In order to figure out whether to study past questions, study general knowledge, or not study it all, it would be helpful to figure out two things:

How often the answer is deducible from the question.
How often new questions are repeats of older questions.

We can answer the second question by seeing how often complex words (> 6 characters) reoccur. We can answer the first question by seeing how many times words in the answer also occur in the question.

We'll work on the first question now, and come back to the second.
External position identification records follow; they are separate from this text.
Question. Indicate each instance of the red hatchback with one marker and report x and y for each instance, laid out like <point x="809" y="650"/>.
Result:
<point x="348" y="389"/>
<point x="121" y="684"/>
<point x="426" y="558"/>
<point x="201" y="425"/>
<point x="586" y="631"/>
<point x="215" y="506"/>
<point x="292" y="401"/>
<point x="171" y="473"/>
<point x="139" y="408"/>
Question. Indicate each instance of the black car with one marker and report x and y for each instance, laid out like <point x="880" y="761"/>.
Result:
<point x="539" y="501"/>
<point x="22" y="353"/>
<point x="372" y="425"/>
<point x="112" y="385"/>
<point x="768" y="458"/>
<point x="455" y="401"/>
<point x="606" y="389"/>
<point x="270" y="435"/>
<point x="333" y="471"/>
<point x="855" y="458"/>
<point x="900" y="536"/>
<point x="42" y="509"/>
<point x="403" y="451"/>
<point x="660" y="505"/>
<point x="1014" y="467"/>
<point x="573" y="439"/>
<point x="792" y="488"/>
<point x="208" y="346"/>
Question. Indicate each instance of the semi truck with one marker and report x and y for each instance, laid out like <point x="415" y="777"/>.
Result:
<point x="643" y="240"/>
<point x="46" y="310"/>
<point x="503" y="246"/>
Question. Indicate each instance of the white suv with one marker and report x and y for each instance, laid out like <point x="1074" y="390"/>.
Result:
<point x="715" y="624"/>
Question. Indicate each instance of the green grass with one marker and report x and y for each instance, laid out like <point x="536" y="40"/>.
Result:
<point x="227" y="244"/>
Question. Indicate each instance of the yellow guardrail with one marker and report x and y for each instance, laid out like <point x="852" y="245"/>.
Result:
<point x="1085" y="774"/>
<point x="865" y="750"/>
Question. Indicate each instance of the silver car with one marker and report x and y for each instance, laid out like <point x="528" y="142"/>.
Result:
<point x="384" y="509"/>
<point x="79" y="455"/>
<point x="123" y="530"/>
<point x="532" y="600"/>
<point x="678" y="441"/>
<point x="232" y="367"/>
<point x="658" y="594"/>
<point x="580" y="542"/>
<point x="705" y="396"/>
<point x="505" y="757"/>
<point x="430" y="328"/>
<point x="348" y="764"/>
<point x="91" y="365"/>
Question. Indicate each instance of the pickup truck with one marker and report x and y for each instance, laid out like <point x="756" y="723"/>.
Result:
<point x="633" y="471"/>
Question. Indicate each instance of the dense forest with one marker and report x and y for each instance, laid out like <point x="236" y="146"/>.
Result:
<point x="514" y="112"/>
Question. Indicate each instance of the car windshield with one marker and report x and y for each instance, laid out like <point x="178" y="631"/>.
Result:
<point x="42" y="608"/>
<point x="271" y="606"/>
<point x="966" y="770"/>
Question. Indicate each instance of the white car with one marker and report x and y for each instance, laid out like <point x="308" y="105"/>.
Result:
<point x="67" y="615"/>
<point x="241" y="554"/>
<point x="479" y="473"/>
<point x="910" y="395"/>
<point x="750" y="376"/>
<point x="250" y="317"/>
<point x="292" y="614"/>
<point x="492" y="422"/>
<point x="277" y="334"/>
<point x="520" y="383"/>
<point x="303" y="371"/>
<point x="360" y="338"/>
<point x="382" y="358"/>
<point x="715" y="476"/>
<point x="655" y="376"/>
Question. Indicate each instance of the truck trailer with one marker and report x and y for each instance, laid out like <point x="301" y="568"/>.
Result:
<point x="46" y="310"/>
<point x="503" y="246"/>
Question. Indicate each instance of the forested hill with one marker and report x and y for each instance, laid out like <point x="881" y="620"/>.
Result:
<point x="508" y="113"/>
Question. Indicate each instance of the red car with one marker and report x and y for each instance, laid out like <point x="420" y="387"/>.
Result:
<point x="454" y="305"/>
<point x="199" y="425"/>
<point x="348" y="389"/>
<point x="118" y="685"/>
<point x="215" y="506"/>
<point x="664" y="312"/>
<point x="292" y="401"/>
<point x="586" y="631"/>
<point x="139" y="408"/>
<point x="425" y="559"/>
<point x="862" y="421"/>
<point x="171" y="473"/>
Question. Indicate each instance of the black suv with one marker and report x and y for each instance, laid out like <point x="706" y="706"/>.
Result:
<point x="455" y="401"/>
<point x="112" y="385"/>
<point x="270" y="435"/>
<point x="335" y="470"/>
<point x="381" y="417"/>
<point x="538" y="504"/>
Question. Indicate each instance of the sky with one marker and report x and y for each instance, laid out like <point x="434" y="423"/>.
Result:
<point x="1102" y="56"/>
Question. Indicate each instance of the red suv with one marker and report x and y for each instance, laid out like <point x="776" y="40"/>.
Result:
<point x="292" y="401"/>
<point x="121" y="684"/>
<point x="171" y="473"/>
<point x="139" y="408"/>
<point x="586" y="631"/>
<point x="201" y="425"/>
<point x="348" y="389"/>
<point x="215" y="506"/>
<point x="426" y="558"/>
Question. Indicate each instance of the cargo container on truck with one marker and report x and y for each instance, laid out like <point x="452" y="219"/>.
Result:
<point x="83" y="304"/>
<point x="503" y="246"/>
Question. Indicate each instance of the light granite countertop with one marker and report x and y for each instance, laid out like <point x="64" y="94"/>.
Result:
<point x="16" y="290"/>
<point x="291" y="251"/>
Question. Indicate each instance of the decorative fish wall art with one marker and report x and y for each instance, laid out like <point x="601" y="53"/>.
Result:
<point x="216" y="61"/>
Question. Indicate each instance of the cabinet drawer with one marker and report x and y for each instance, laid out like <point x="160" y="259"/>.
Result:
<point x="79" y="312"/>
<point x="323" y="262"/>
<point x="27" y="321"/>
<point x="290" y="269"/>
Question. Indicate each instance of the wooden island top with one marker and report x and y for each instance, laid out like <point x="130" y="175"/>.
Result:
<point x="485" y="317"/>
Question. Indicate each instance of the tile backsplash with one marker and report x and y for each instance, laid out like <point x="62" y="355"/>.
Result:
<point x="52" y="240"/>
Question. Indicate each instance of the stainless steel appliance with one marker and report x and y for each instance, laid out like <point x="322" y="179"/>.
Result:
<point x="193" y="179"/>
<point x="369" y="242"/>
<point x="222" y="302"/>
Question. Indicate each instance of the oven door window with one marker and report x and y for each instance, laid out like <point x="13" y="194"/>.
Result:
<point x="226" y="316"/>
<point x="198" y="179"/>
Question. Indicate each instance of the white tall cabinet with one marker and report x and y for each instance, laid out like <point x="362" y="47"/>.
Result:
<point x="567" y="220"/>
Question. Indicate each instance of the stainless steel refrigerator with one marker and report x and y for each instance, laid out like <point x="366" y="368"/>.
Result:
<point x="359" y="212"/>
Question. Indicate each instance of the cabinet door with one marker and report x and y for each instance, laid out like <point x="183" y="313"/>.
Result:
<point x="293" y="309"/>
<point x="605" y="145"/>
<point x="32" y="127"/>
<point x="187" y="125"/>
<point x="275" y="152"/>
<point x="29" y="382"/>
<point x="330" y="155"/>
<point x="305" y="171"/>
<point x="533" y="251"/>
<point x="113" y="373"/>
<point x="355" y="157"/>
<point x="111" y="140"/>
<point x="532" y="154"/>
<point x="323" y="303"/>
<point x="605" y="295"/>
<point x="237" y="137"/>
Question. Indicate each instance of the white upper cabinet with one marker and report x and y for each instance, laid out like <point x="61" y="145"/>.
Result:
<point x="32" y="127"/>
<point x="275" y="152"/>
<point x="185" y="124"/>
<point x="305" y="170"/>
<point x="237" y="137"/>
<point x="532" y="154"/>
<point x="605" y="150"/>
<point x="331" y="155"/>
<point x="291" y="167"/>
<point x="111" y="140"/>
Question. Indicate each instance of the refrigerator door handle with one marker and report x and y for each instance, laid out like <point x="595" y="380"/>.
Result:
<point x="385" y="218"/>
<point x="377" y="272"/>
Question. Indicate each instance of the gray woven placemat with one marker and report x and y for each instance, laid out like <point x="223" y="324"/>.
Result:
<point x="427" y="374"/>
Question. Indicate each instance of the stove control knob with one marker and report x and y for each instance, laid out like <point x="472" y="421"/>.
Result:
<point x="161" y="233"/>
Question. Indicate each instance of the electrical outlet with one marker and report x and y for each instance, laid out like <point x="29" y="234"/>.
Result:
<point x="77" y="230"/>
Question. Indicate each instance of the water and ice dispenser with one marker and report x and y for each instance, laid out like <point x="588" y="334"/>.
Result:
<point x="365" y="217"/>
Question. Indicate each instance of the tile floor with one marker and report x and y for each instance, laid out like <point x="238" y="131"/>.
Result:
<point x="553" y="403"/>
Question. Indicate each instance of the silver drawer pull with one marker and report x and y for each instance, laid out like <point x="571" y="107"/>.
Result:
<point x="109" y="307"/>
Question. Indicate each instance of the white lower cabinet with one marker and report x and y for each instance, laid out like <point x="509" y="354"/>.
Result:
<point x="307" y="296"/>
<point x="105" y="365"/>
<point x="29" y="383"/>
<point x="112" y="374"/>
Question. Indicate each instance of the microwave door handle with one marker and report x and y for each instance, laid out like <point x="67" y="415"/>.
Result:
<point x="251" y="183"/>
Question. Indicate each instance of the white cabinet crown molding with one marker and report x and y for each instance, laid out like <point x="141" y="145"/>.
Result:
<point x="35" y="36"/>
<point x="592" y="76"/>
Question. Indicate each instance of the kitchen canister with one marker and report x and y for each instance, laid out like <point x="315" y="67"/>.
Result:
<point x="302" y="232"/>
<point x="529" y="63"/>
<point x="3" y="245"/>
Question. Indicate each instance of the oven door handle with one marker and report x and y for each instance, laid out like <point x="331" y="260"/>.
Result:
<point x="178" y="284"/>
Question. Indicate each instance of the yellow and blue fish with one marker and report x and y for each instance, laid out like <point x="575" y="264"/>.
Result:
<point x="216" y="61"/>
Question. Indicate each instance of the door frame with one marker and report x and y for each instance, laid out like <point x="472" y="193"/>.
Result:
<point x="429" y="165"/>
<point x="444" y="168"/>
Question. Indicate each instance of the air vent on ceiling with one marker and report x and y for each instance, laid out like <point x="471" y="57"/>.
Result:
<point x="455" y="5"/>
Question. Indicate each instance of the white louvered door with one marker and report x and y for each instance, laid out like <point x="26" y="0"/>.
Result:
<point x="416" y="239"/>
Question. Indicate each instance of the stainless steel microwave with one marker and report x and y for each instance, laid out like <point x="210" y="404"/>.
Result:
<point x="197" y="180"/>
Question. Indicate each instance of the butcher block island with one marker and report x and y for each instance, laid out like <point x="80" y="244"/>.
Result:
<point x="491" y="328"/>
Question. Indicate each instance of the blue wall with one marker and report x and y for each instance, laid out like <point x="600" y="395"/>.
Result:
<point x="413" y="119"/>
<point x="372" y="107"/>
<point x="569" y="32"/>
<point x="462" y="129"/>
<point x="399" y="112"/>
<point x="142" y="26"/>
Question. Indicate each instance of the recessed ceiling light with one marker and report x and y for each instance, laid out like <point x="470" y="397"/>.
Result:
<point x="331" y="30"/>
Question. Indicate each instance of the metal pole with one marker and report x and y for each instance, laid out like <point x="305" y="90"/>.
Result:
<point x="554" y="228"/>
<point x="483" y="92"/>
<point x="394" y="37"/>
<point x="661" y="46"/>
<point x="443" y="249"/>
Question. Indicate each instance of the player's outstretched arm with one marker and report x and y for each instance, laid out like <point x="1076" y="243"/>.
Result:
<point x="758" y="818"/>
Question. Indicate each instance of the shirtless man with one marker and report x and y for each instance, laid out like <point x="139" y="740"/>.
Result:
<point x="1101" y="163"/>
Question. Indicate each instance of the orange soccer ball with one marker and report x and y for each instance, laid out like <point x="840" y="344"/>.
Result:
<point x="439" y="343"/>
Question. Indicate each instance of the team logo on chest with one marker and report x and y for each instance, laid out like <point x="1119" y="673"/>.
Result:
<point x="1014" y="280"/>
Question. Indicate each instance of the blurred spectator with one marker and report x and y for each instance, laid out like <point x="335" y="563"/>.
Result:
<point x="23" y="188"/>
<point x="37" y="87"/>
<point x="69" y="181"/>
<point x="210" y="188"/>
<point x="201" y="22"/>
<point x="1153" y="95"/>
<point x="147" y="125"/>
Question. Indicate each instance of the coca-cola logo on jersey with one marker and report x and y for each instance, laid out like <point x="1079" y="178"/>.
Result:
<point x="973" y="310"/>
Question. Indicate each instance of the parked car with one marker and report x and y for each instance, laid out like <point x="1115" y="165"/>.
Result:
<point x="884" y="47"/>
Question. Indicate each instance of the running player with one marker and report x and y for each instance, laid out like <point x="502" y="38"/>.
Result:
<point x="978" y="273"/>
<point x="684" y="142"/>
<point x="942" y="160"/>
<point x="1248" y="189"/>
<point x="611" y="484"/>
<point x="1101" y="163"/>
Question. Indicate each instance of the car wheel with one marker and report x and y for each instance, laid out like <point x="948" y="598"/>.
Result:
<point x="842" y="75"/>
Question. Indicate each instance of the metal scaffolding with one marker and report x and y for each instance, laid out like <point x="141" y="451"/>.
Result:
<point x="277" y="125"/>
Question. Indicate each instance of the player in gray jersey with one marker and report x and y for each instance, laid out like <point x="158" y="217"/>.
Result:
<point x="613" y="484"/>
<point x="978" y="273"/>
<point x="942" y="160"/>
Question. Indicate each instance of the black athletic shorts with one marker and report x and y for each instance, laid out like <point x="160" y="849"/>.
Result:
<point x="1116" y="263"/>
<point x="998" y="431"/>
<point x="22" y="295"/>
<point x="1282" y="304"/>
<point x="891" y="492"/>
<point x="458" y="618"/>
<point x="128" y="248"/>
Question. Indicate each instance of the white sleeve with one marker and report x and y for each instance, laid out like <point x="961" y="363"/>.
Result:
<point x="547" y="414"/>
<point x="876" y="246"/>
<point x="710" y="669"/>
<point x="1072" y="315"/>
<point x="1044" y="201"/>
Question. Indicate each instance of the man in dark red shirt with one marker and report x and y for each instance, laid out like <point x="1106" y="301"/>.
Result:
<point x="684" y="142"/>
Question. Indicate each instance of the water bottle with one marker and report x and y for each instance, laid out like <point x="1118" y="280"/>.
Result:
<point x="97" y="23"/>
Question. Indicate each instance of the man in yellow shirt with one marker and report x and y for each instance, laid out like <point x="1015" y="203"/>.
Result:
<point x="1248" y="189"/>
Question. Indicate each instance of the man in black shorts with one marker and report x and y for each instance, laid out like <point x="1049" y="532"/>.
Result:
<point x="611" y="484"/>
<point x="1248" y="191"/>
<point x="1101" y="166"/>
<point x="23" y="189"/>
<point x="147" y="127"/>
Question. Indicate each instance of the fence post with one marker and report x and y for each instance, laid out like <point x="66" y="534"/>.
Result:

How often the answer is deducible from the question.¶

In [15]:

def function_ans_in_ques(row):
    split_answer = row['clean_answer'].split()
    split_question = row['clean_question'].split()

    match_count = 0

    try:
        split_answer.remove('the')
    except ValueError:
        pass

    if len(split_answer) == 0:
        return 0

    for element in split_answer:
        if element in split_question:
            match_count += 1
    return match_count/len(split_answer)

jeopardy['answer_in_question'] = jeopardy.apply(function_ans_in_ques, axis=1)
jeopardy['answer_in_question'].mean()

Out[15]:

0.057921237245162335

In [16]:

jeopardy[jeopardy['answer_in_question'] != 0][['clean_question', 'clean_answer']].head()

Out[16]:

	clean_question	clean_answer
14	on june 28 1994 the natl weather service began...	the uv index
24	this asian political party was founded in 1885...	the congress party
31	it can be a place to leave your puppy when you...	a kennel
38	during the 19541955 sun sessions elvis climbed...	the mystery train
53	in 1961 james brown announced all aboard for t...	night train

The answer only appears in the question about 6% of the time. This isn't a huge number, and means that we probably can't just hope that hearing a question will enable us to figure out the answer. We'll probably have to study.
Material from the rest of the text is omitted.